The Nonparty, who forged or used this Promissory Notes, is a person with a significant interest in the education community, and only that person is regarded as his academic background or career, can be deemed as having fulfilled his duty of care in appointing the Nonparty as an employee, but it cannot be viewed as such.

In addition, as argued in the arguments, the supervision over the use of the official seal of the defendant association is strict, and when the defendant association issues a promissory note according to the promissory note, the payment bank shall be designated, in addition to the official seal of the representative of the defendant association, the chief director and the general executive director shall be stamped, and even the bank which is the place of payment has reported the official seal and the private person, the defendant association shall not be deemed to have fulfilled its duty of due care in supervising

The court below's decision is just in holding the same opinion as a party member at the above two branches, and there is no illegality that recognized the degree of the defendant's duty of care.

The issue is that the plaintiffs did not compare their seal impression with the bank, which is the place of payment, in the acquisition of the Promissory Notes, and the two copies of the Promissory Notes, which are 500,000 won or more, have no date of issuance. In addition, in the issuance of the Promissory Notes, it is common that the private seal is affixed in addition to the official seal of the head of the agency, and in the issuance of the Promissory Notes, the plaintiffs acquired the Promissory Notes with no such private seal, which is negligent on the part of the plaintiff. However, it is difficult to view the above circumstance alone that the plaintiffs

Therefore, the court below did not consider the plaintiff's negligence while citing the plaintiff's main claim.

Some of the arguments have developed a theory on the premise that the above non-party was dismissed on May 21, 1962. However, according to the facts duly established by the court below, it can be known that the defendant association actually dismissed the above non-party after June 10, 1962. However, the date of dismissal is merely a mere retroactive presentation after the past.

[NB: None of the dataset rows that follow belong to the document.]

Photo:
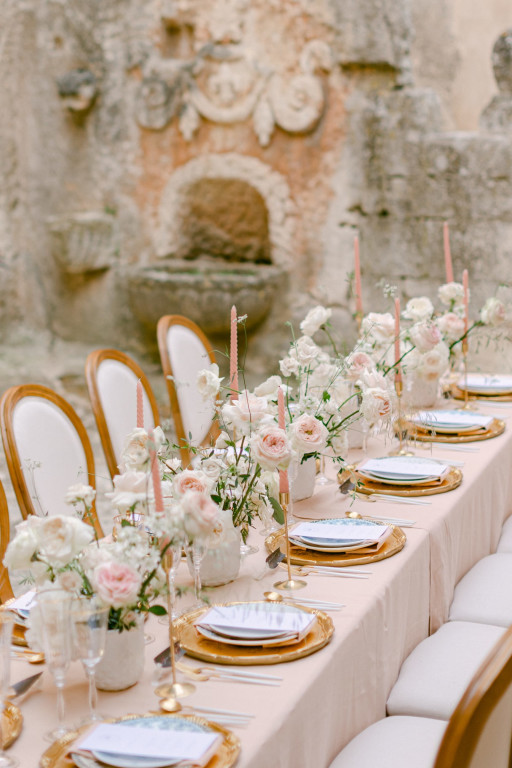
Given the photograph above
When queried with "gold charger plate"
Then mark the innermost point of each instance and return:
(495, 428)
(452, 480)
(12, 722)
(55, 755)
(221, 653)
(459, 394)
(299, 556)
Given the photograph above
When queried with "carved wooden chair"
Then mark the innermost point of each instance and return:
(112, 382)
(6, 592)
(47, 450)
(184, 351)
(477, 735)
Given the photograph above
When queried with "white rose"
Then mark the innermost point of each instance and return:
(80, 493)
(451, 294)
(307, 434)
(63, 538)
(451, 325)
(381, 327)
(208, 382)
(419, 309)
(425, 336)
(24, 544)
(314, 320)
(493, 312)
(268, 387)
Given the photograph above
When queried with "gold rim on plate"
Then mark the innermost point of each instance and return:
(449, 482)
(227, 755)
(221, 653)
(12, 722)
(423, 434)
(299, 556)
(459, 394)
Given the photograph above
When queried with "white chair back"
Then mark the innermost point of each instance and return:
(188, 356)
(117, 389)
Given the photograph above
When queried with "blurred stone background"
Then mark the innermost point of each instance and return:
(174, 156)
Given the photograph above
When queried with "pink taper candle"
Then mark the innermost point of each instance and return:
(447, 255)
(157, 484)
(140, 406)
(357, 273)
(233, 356)
(398, 373)
(465, 284)
(283, 474)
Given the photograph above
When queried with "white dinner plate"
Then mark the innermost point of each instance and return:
(161, 723)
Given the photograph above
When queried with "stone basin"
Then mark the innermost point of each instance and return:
(204, 292)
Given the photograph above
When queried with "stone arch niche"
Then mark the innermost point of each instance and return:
(224, 236)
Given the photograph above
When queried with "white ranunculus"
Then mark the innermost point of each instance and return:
(314, 320)
(451, 325)
(425, 336)
(208, 382)
(23, 546)
(451, 294)
(63, 538)
(80, 493)
(419, 309)
(380, 327)
(493, 312)
(269, 387)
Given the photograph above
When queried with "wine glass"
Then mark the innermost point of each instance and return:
(6, 625)
(90, 620)
(54, 609)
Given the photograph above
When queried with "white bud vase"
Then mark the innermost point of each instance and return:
(302, 479)
(122, 663)
(221, 561)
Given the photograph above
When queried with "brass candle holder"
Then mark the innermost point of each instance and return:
(171, 692)
(289, 583)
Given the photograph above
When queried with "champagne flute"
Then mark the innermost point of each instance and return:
(90, 620)
(6, 625)
(54, 608)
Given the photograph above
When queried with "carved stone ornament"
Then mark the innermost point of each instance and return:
(225, 84)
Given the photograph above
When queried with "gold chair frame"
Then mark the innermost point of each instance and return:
(8, 403)
(476, 706)
(6, 592)
(92, 364)
(163, 326)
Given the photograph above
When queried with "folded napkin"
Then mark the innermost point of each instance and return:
(172, 745)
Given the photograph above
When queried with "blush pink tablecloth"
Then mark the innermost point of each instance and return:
(326, 698)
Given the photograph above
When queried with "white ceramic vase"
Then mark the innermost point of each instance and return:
(302, 479)
(221, 562)
(122, 663)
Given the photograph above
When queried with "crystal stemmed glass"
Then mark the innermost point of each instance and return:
(54, 609)
(6, 625)
(90, 620)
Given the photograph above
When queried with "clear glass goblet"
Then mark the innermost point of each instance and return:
(54, 609)
(6, 625)
(90, 621)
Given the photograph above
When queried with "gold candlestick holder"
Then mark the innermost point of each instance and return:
(289, 583)
(171, 692)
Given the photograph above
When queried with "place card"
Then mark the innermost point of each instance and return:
(258, 618)
(328, 531)
(172, 745)
(453, 418)
(404, 466)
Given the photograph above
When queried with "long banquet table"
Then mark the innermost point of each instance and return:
(328, 697)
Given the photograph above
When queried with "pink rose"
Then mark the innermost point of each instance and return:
(425, 336)
(271, 448)
(189, 480)
(308, 434)
(200, 514)
(117, 584)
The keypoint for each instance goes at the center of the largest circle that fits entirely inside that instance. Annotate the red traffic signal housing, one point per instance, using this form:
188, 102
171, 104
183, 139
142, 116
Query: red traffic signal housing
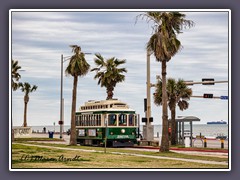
207, 95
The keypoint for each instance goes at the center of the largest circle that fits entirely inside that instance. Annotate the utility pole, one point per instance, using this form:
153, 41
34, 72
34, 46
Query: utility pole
148, 128
61, 99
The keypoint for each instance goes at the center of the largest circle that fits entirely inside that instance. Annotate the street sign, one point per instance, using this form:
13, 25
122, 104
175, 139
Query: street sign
207, 95
224, 97
207, 81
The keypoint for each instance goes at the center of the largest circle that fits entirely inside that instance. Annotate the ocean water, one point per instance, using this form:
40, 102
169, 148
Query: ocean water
208, 130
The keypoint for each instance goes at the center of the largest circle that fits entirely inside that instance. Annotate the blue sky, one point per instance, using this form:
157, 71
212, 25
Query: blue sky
39, 39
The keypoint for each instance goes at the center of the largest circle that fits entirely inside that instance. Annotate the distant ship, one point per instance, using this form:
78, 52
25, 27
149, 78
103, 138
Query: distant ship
217, 122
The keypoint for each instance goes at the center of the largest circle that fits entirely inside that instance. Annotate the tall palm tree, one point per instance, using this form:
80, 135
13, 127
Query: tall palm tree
178, 94
77, 66
15, 75
26, 88
108, 73
164, 45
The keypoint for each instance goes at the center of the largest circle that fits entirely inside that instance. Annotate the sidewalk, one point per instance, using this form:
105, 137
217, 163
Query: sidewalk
130, 154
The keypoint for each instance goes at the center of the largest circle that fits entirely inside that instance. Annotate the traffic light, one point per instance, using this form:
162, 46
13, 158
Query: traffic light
207, 95
207, 79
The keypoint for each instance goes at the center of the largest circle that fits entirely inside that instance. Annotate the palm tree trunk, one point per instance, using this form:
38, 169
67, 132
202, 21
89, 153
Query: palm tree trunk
73, 140
173, 126
165, 140
25, 115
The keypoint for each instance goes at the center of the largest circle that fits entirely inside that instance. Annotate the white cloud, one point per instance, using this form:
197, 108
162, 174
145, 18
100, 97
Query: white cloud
39, 39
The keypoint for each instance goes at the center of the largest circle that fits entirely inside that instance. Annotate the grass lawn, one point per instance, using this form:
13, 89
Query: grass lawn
24, 156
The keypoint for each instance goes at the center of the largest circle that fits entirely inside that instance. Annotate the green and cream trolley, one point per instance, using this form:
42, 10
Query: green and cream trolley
107, 119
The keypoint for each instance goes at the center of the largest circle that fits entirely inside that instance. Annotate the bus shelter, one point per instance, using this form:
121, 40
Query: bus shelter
182, 132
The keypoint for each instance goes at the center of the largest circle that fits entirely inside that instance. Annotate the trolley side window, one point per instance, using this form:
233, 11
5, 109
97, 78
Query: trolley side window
122, 120
112, 119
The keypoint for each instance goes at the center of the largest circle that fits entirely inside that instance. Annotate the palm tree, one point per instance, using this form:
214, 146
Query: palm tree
164, 45
178, 94
15, 75
108, 73
77, 66
26, 88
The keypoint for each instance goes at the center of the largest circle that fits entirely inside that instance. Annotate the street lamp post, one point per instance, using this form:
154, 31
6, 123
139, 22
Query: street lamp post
61, 99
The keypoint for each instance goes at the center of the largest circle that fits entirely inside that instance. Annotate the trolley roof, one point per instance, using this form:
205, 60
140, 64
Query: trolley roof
104, 105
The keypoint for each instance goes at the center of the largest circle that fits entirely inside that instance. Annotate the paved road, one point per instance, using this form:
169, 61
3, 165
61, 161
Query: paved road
211, 143
132, 154
216, 154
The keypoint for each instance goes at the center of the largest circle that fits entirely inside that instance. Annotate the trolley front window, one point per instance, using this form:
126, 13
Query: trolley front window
112, 119
122, 120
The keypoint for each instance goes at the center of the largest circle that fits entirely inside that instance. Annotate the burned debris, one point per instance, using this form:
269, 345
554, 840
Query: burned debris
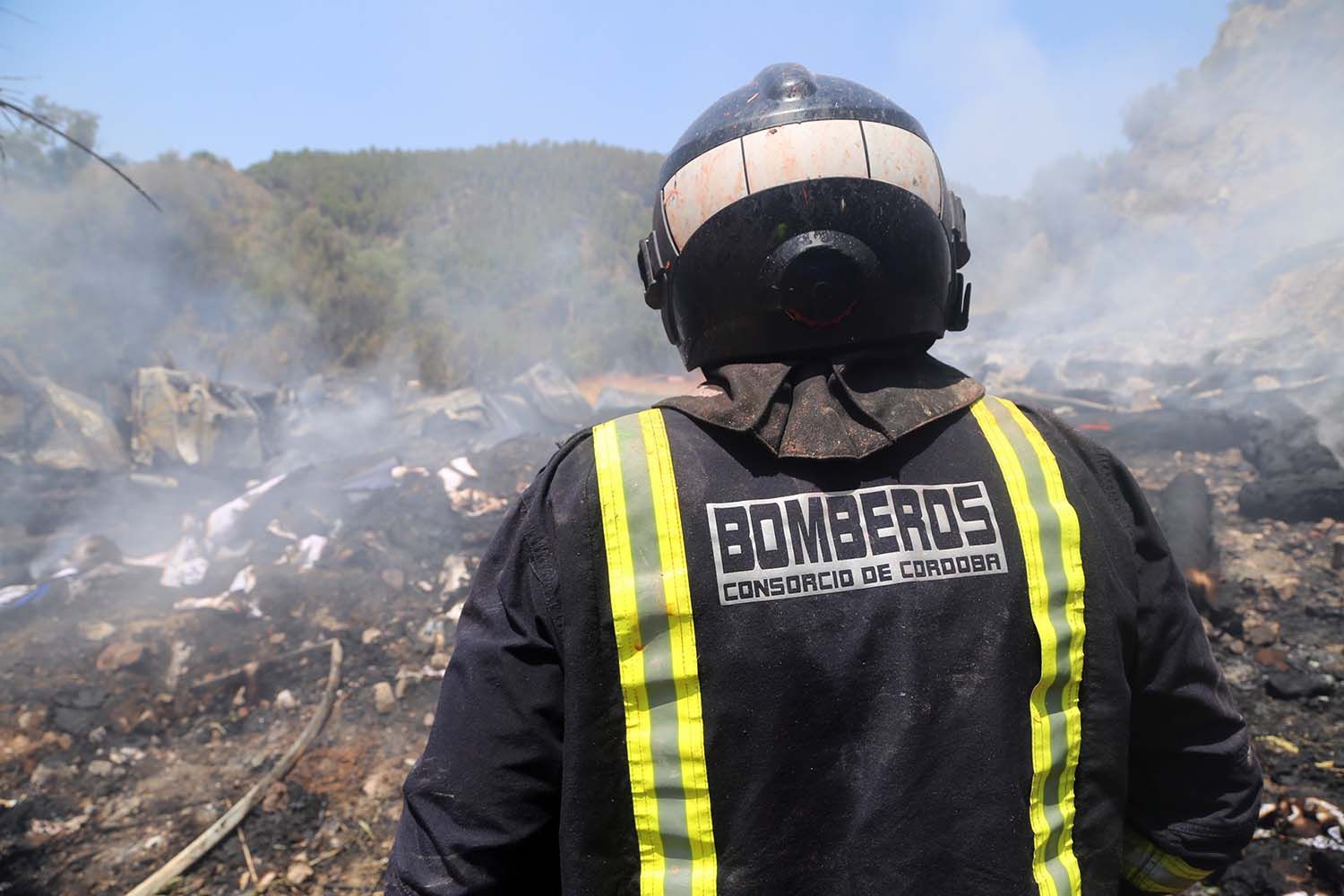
177, 559
179, 555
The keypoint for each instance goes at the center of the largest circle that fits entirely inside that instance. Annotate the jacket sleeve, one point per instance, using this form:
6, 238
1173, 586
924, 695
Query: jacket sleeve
481, 804
1193, 780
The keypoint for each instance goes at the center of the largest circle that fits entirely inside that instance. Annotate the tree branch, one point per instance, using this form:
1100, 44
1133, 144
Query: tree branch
5, 105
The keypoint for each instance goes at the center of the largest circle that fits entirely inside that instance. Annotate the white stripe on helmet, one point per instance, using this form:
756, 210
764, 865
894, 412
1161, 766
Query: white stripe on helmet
792, 153
804, 151
897, 156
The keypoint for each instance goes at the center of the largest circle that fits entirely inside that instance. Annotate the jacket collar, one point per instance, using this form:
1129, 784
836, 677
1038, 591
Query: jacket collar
838, 409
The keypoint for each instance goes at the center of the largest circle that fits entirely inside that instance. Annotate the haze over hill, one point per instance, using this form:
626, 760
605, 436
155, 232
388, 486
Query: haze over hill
1218, 226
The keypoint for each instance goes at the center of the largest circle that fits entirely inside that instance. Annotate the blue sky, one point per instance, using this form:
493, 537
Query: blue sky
1002, 86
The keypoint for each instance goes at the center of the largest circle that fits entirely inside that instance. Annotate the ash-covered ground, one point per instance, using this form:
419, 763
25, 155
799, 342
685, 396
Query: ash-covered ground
151, 675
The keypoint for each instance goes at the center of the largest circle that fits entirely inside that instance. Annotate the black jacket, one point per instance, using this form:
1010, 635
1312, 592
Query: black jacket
873, 737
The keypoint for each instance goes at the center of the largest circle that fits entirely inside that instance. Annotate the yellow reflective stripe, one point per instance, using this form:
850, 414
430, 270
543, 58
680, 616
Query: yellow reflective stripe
625, 616
659, 667
1070, 551
1152, 871
676, 587
1048, 530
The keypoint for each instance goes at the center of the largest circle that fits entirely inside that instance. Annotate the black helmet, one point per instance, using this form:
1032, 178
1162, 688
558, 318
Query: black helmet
801, 214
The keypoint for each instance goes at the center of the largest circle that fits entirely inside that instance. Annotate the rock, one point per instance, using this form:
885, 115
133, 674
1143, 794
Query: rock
379, 786
1262, 633
1328, 866
185, 418
1295, 498
120, 656
276, 798
97, 630
53, 427
31, 719
297, 874
383, 697
1297, 685
1271, 659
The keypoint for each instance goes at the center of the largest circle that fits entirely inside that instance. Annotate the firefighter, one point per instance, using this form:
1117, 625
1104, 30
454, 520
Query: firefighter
840, 622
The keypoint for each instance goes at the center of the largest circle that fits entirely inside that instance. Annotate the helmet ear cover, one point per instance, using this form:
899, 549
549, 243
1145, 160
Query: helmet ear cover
798, 214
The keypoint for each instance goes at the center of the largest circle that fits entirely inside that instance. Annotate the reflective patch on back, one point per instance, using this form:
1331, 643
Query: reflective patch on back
822, 543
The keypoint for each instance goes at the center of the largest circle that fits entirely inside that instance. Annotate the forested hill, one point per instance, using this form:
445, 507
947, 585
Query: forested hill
445, 265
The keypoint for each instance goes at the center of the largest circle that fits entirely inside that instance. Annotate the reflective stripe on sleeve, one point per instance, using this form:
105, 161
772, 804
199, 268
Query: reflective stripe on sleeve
1047, 525
659, 668
1152, 871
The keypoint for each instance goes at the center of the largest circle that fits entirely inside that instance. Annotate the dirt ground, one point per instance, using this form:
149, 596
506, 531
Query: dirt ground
123, 737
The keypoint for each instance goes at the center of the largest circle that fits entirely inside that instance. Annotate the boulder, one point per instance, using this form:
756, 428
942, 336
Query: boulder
185, 418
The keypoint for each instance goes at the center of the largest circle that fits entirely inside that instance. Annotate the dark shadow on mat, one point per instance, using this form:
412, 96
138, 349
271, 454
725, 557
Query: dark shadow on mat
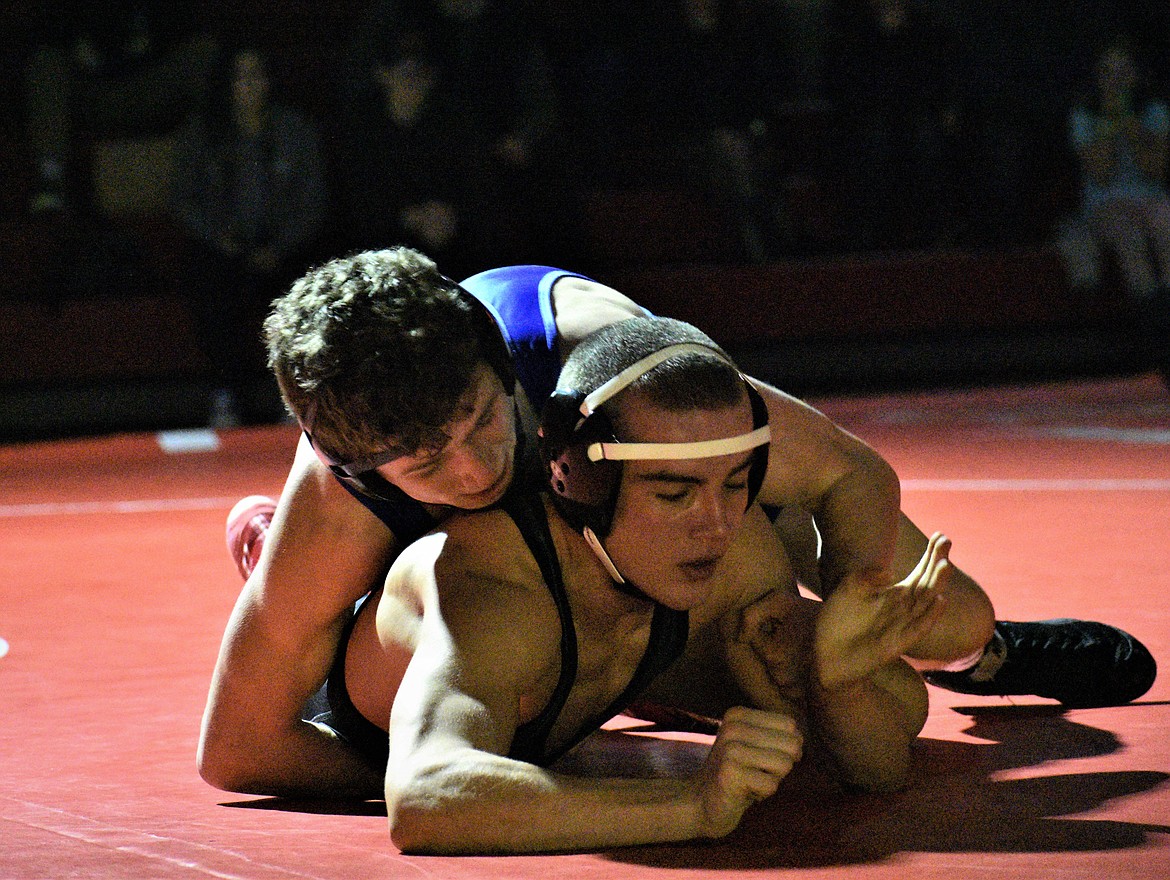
958, 802
323, 808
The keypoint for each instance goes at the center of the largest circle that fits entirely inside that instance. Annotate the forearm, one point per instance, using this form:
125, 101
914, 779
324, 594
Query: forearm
858, 521
482, 803
867, 728
297, 760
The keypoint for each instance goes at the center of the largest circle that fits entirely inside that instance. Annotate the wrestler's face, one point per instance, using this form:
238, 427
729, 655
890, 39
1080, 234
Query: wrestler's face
475, 467
674, 521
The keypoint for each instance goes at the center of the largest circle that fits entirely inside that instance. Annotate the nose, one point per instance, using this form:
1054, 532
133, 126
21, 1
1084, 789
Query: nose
716, 516
477, 466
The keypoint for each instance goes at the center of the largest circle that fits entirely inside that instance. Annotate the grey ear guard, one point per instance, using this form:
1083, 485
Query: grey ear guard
583, 456
362, 474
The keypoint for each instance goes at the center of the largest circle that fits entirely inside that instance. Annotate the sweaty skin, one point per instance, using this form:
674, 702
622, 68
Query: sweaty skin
484, 638
325, 550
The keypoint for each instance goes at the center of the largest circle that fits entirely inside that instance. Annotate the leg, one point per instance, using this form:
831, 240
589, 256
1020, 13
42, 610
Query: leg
968, 619
1119, 227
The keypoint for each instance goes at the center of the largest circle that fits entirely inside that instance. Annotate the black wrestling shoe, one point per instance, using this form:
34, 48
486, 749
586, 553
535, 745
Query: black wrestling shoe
1079, 662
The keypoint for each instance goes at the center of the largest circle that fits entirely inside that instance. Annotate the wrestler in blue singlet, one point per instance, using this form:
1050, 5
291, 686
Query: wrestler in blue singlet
520, 298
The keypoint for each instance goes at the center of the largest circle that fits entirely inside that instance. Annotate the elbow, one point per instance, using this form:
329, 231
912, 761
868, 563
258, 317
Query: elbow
425, 817
224, 768
218, 771
427, 829
413, 831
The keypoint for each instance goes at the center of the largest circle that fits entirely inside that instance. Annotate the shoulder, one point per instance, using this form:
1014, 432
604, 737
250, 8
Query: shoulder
582, 306
480, 584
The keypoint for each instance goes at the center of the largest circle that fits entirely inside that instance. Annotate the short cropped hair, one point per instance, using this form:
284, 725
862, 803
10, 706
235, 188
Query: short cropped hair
373, 351
689, 380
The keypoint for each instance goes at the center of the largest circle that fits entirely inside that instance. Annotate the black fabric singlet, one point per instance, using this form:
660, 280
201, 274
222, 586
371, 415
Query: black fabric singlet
667, 640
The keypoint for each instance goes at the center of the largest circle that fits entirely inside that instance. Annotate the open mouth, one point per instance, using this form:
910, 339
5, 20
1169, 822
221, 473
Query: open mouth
701, 569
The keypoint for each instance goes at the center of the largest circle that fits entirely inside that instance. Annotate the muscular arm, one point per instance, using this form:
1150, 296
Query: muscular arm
484, 652
851, 490
323, 551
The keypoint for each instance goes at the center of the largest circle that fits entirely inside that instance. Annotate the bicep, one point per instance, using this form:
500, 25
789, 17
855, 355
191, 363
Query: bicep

Therefore, there is no argument on this sub-paragraph. In addition, there is no legal principle that it should be distinguished from the case of a non-profit organization in terms of the employer's duty of care for the appointment of employees and the supervision of affairs, because the public interest organization such as the Defendant Union is required as well as the person in charge is an honorary position.

Therefore, this appeal is dismissed as it is without merit, and the costs of appeal are assessed against the losing party.

This decision is consistent with the opinions of the involved judges.

The judge of the Supreme Court (Presiding Judge) of the Republic of Korea shall have the authority to transfer a red net holiday.